I've got a 44" barrel (swamped) on my .54 Lehigh and a 26" barrel on my .50 New Englander. I ground/still hunt in NY woodlots, which can get pretty tangly and thick with low cover. The longer barrel is only a slight disadvantage. Most of the big trees are more than eight feet apart, anyway. :winking: A half-step backwards makes up the difference in barrel lengths.

I do find myself being more "deliberate" with the longer barrel; taking more time to take the shot. This is also partly due, I'm sure, to the longer barrel being on a flintlock. I like to have things solid and supported, if possible, just in case I have a delay in the ignition.

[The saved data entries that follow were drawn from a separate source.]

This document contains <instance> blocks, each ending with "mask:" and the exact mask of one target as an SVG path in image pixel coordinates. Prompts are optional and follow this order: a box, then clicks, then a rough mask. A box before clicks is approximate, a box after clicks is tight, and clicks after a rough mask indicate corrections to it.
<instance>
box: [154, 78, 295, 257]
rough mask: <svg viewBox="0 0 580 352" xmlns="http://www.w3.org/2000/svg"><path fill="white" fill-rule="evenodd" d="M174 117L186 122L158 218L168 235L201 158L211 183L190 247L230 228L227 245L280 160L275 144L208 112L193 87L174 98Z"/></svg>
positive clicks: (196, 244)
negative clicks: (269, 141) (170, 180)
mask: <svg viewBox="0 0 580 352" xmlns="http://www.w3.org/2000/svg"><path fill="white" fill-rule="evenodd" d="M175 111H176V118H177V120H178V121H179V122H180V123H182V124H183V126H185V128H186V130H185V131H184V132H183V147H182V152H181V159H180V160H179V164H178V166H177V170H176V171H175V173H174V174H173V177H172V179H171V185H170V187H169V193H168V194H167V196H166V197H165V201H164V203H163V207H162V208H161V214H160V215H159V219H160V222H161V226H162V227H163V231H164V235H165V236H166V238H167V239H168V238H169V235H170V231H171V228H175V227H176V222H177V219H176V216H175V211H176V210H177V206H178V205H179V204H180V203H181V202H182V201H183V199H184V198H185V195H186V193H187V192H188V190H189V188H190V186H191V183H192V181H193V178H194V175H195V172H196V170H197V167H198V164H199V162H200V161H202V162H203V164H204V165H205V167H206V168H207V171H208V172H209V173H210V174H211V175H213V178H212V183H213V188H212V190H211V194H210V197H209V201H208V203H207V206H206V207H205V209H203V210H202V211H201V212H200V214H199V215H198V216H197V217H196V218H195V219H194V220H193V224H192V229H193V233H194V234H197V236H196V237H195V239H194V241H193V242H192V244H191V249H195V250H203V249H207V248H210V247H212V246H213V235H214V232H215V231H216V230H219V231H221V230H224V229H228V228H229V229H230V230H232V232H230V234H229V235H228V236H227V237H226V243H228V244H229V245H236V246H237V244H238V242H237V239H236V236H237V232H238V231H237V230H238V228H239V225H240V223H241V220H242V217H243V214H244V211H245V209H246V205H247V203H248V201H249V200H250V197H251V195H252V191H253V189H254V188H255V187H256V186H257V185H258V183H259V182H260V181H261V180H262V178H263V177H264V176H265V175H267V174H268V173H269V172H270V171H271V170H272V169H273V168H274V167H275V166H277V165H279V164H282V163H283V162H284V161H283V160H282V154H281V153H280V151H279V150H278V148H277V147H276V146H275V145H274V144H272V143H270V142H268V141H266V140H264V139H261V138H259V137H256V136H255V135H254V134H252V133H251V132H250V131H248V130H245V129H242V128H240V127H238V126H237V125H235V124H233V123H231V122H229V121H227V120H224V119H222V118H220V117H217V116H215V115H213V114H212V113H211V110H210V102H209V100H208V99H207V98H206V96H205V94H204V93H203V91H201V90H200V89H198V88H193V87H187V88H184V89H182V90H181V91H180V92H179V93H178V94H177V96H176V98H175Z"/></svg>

In a tree stand I can see where the shorter barrel would be nice for the near & "wrong-side" shots where you have to move the gun across to the other side while twisting your body or angling it down through cover branches. Don't get up in one of them things and you won't have the problems they bring to hunting. :haha:
 
Amen, Stumpkiller, on tree stands. If God meant us to hang around in trees, he would have given us shorter arms, long claws, and a fluffy tail! Tree stands are fine for scouting new territory, to find out what paths deer are using this year, before the season begins, but for hunting, please, leave me hunt off the ground. There is some very good ground blind camo material that is light in weight, and will cover you when you sit that makes setting up in the woods or on the edge of a field very convenient today. If I am hunting ground I was able to scout before the season, I will have already cleared an area for a stand, and piled up brush to make a ground blind, and cut shootin lanes through brush to give me several good places to shoot. If I have to move to new territory, I simply clear a spot under a large tree, stack up brush loosely, like it had fallen off the tree naturally, and put out the camo cloth, if I think my stand needs it. I would rather carry a light weight camp stool to my stand than a heavier tree stand!